It’s all too easy to bracket Welsh language music together and stick it on the shelf marked “oddball”. Gorky’s, Super Furries, latterly Cate Le Bon and Gwenno – they’ve all laboured under adjectives like “cosmic”, “psychedelic”, “weird”, … “kooky” if they’re really unlucky… and suffered commercially because of the language barrier.

And, no, the lazy journalism isn’t entirely about to end here. There is definitely something in the water that side of Offa’s Dyke that seems to flavour the music, taking the melodies to mistier, fuzzier places, almost as if use of an ancient language taps you into a less workaday world.

Adwaith are Gwenllian Anthony, Hollie Singer and Heledd Owen, a trio from Carmarthen. Early publicity pitched them as a Welsh Slits, a misplaced comparison done purely as an attention-grabber. They may share the same feminist anger – one presumes Lipstick Coch (tr: Red Lipstick) is not about looking nice for your boyfriend – but they’re way mellower and genre-fluid.

It’s quite hard to pin one sound on them, and nothing is straightforward. The aforementioned Lipstick Coch surfs along on perky plucked guitar and skipping rhythms before crashing into some groovy 60s riffage. O Dan y Haenau goes for Talk Talk dreaminess. Diafol a Fi is Clannad turned prog. Y Diweddaraf marries Banshees menace to a Kinks-y guitar lick. If there’s a sonic signature, aside from Singer’s vocals, it’s a prickliness about the production and a mid-song rhythmic shift.

Some of the most interesting bits didn’t make it into full songs. Intro is a fragment of an icy arena rock tune cut short when it’s begging to let rip.

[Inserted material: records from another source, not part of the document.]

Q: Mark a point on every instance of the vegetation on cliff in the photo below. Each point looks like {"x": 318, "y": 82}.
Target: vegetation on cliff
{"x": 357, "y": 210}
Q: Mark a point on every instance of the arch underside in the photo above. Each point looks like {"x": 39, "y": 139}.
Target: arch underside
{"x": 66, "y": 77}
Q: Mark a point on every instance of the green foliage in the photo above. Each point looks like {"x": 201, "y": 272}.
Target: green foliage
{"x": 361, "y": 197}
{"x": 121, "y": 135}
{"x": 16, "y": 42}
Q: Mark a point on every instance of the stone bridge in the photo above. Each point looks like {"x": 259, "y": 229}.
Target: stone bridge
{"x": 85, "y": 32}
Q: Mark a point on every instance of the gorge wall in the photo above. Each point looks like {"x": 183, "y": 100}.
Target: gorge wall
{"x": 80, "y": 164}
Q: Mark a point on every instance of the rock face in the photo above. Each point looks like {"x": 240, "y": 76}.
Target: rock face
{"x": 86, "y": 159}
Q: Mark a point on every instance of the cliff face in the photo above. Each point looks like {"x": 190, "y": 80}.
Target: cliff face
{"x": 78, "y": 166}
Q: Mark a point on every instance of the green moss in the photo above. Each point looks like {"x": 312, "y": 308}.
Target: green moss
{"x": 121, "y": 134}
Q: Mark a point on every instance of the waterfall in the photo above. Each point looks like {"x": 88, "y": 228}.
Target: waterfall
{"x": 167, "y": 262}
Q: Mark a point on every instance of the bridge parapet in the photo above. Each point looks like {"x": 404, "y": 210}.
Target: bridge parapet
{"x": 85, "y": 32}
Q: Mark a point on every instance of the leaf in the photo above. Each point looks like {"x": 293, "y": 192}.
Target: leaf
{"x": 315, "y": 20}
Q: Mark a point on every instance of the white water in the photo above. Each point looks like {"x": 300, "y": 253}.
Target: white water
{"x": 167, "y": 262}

Yn Fy Mhen is a snippet of saloon bar jazz heard from the bottom of a frozen pond. The closing minute-long Tair sounds like the middle eight of a demo you want to hear the rest of. They’re not short of ideas here, leaving you to wonder whether they should have made this debut a tight ten-songer, and held some in reserve for the difficult second.

After all, they don’t really need to chuck everything at the wall and see what sticks. When it all comes together, the quality is definitely there. The Egyptian reggae of Colli Golwg is particularly persistent in the brain and Fel i Fod is beautifully floaty. Lipstick Coch must also be mentioned in that company.

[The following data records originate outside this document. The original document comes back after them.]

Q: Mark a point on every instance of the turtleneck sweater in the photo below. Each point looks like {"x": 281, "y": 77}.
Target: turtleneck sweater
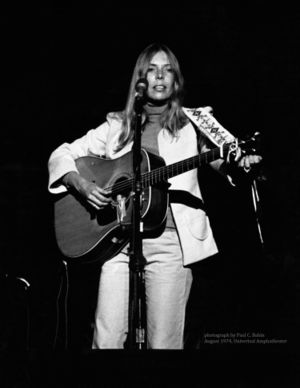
{"x": 149, "y": 141}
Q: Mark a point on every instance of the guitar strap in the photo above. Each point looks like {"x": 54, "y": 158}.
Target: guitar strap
{"x": 209, "y": 126}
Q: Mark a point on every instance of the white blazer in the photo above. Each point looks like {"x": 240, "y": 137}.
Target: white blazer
{"x": 192, "y": 224}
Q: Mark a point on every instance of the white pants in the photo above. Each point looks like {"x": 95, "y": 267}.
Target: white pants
{"x": 167, "y": 285}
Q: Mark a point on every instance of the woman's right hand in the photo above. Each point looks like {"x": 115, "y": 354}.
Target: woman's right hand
{"x": 95, "y": 195}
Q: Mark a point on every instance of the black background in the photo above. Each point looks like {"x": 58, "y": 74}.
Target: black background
{"x": 63, "y": 69}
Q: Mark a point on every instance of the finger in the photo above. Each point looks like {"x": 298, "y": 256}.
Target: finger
{"x": 238, "y": 154}
{"x": 93, "y": 204}
{"x": 98, "y": 193}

But oh to understand Welsh! The lyrics, we’re told, are full of the darkness and uncertainty of youth-become-adulthood, though you’d not necessarily assume that from the music. And occasional blasts of English tantalise. In the middle of Newid (tr: Change), there’s a snippet that sounds an awful lot like “Maggie Thatcher” but might just be a similar sounding Welsh phrase. Some sort of musical political statement? Almost certainly. As ever with the disproportionately successful Welsh music scene, the fate of us non-speakers is to marvel at the music and wonder at words we can’t understand.